Every runner command (e.g. pytest or cargo build) executes inside a wrapped diagnostic transaction: 1. Pre-Flight Snapshot: The harness writes a VFS checkout checkpoint (using the local VFS SQLite staging buffer). 2. Sandbox Run: The command is executed. If it exits with 0, the transaction is committed. 3. Diagnostic Trap: If a non-zero exit code or traceback occurs: - The Guest Execution Agent intercepts stderr. - It runs a local Traceback Parser to classify the error (e.g., ImportError: no module named X, DatabaseMigrationError, SyntaxError). - Self-Healing Strategies: * Missing Dependency: Runs pip install or npm install dynamically inside the guest runtime overlay and retries. * Database Out-of-Sync: Triggers a local database schema migration run and retries. * Code-Level Bug: Invokes a localized self-repair loop (a lightweight agent LLM instance) to patch the offending file in the OverlayFS writable layer and compile again. 4. VFS Rollback: If the error is unrecoverable or a recursion loop is detected, the harness reverts the OverlayFS state to the pre-flight VFS checkpoint, discarding dirty intermediate writes, and escalates to the host.

2. Bidirectional VSOCK / MCP Control Loop

Rather than running standard TCP ports (which introduce security risks), the guest uses Firecracker virtual sockets (vsock) to connect back to the host. * Bidirectional Channels: The guest Execution Agent establishes an MCP (Model Context Protocol) connection over VSOCK CID 2 to the host runner node daemon. * Host-to-Guest RPCs: - runner_pause() / runner_resume() / runner_drain(): Instructs the hypervisor scheduler to throttle or gracefully finish execution. - runner_inject_prompt(text): Forces a high-priority prompt into the active agent queue. * Guest-to-Host RPCs: - escalate_to_operator(reason, schema): Requests Human-in-the-Loop input (rendered as a cockpit selector UI) when a destructive or ambiguous option is reached. - acquire_vfs_lock(path): Requests the host daemon to coordinate file-path locks across other concurrent runner nodes.

3. Hypergraph Attachment via MCP Tools

The host MCP server acts as a bridge to the ArcadeDB/Postgres hypergraph. Guest agents call these tools to query and mutate the platform's self-model: * hypergraph_query(query_string, depth): Resolves dependencies, components, and mission-to-goal hierarchies. Allows the agent to understand: "What other services depend on this API structure?" * hypergraph_mutate(vertex_payload): Registers newly created components or updates active deployment status. * evidence_record(component_id, test_result_payload): Appends verifiable test traces and audit blocks directly to the hypergraph component vertex, satisfying L1-L6 Verification Level constraints.

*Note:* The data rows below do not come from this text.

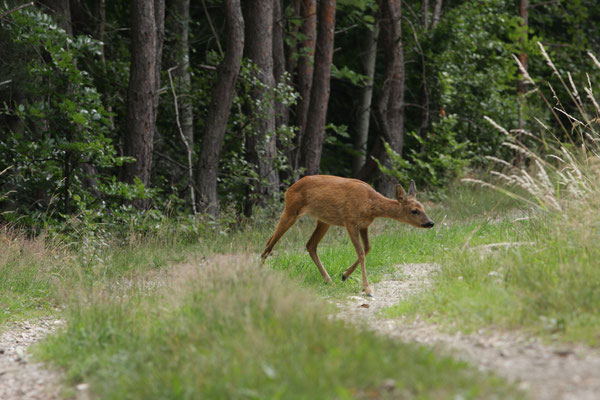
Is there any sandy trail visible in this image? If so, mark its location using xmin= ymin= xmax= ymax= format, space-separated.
xmin=337 ymin=264 xmax=600 ymax=400
xmin=0 ymin=256 xmax=600 ymax=400
xmin=0 ymin=318 xmax=62 ymax=400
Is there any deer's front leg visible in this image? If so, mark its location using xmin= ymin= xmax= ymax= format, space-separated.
xmin=346 ymin=224 xmax=373 ymax=297
xmin=342 ymin=228 xmax=371 ymax=281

4. Operator Steering CLI: ut-agent

A local command-line interface ut-agent runs on the host Windows/WSL OS to expose steering capabilities: * ut-agent list: Lists active microVM CIDs, base repos, branches, and active goals. * ut-agent inspect <cid> --follow: Streams real-time console logs, trace spans, and vsock packets from the guest. * ut-agent inject <cid> --prompt "...": Injects guidance directly into a running process. * ut-agent checkpoint <cid> / ut-agent rollback <cid>: Controls sandbox snapshots.


Consequences

  • + Self-Correcting Runtimes: Sandboxes heal local compile/install issues autonomously, dramatically reducing task abortion rates.
  • + Secure Real-Time Communication: VSOCK bypasses network routing overheads while preserving absolute network perimeter isolation.
  • + Hypergraph Grounding: Agents read and record their architectural mutations directly to the knowledge graph, closing the systems engineering loop.
  • − Memory overhead: Writable OverlayFS layers and local self-repair LLM calls require higher memory footprints per runner node.